Engagement and knowledge exchange
Engagement with UKRI included twice-yearly meetings and regular emails, along with sharing big news stories and our Communications and Engagement Plan for 2020. The plan reviews the progress of the 2019 strategy, and also sets out our plan for 2020.
Engagement and championing of energy demand has been a major part of our work this year – Nick Eyre, Jillian Anable, Sally Cairns and John Barrett gave evidence to the Climate Assembly UK, members of CREDS sit on ISO standards Technical Committees, staff have given extensive presentations to expert panels, local Citizens’ Assemblies, schools, local authorities and the Energy Systems Catapult. There are also many examples within the theme sections showcasing our engagement with the public, business and policy audiences.
We have developed strong links with relevant Government departments and other key parts of the public sector (for example, BEIS, MHCLG, Treasury, DfT, CCC, Scottish Government, Transport Scotland, Ofgem, and MPs, Association for Decentralised Energy, UK Green Building Council, France’s High Council on Climate). These links allow us to contribute directly to policymaking, providing expert advice, facilitating cross-departmental discussions, championing energy demand, and providing a rapid response to immediate needs. For example, we responded to direct requests from BEIS on both the lessons from condensing boiler market transformation and the scope for increasing household energy efficiency retrofit.
We began a collaboration bringing together senior officials from BEIS and MGCLG, with the aim of moving from a reactive to a proactive, strategic relationship that will be more impactful. CREDS has made presentations to Ministers on retrofitting homes, just energy policy, and decarbonising transport.
We launched a number of policy briefing notes, the first on the potential carbon savings from e-bikes which we released to the national and trade media. The story was picked up by the BBC with coverage on national radio, regional media and online cycling sites. We provided two briefings for HM Treasury, Policy for energy demand reduction and Vulnerability to fuel and transport poverty. Green Alliance launched its policy-facing report Balancing the Energy Equation, based on CREDS’ research in Shifting the Focus, that was further promoted with a series of blog articles. Finally, CREDS collaborated on a series of seven briefing notes on decarbonising transport for the Local Government Association (LGA) to assist local councils who have declared a climate emergency. During the year we have submitted six consultation responses.
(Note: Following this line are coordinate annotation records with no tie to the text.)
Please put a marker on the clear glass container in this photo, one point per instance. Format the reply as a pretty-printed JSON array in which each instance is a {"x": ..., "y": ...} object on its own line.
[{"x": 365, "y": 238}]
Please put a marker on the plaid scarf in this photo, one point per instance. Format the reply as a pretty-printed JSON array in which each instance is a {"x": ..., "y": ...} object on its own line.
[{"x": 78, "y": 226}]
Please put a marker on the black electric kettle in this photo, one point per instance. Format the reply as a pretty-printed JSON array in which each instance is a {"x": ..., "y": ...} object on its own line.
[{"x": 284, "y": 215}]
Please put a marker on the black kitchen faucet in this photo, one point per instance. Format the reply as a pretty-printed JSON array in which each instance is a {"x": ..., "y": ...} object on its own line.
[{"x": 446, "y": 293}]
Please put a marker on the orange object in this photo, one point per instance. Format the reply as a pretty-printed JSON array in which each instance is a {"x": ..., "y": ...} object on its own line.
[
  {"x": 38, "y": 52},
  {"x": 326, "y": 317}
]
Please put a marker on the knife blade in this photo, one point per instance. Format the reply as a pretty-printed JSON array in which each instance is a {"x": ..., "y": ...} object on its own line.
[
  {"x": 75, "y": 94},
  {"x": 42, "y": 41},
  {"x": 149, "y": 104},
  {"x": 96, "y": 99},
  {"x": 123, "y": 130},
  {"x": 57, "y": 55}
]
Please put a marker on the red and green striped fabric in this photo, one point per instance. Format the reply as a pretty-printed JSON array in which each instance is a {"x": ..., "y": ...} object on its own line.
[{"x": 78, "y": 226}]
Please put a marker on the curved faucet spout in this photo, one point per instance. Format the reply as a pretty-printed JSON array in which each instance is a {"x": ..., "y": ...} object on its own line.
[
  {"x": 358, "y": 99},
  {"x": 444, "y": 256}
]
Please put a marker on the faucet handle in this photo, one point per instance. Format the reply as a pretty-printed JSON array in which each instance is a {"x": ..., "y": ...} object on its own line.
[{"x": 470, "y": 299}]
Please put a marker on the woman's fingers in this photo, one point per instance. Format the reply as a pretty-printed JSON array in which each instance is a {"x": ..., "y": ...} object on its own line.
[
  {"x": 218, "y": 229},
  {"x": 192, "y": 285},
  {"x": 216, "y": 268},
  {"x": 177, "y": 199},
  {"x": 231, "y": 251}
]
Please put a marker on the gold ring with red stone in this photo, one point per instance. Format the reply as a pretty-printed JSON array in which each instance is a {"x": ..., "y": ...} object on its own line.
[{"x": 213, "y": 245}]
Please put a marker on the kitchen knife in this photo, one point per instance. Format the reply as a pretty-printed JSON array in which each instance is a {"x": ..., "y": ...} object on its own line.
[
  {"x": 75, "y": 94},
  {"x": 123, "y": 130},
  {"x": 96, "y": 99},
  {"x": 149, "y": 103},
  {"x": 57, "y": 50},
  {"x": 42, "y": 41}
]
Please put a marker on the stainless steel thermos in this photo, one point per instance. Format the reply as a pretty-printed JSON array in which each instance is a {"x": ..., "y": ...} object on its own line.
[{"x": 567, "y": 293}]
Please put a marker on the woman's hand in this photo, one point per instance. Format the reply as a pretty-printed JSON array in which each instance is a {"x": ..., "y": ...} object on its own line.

In our role as facilitators of the Energy Demand Research Network (EDRN), we held an event in April on ‘How might Energy Demand Research respond to the Climate Emergency?’ It brought together researchers from both academia and the third sector who work at different timescales and different levels of detail to discuss how our research might have greater real-world impact, and to learn from each other. Speakers from CREDS, CAST, Oxfam and Citizens Advice joined us. Over 70 people attended, including overseas participants and resulted in very positive feedback.
We ran a series of webinars including: How to influence the 6th Carbon Budget, Demand-side Flexibility: Beyond price and technology, Energy efficiency in a post lockdown world: Earthshot not moonshot in conjunction with Integrate (Oxford Martin Programme on Integrating Renewable Energy) and Policy and impact: how does research make a difference? Webinars will run regularly from now on.
Downing, C. 2020. CREDS Annual Report: October 2019 to September 2020. Centre for Research into Energy Demand Solutions, Oxford.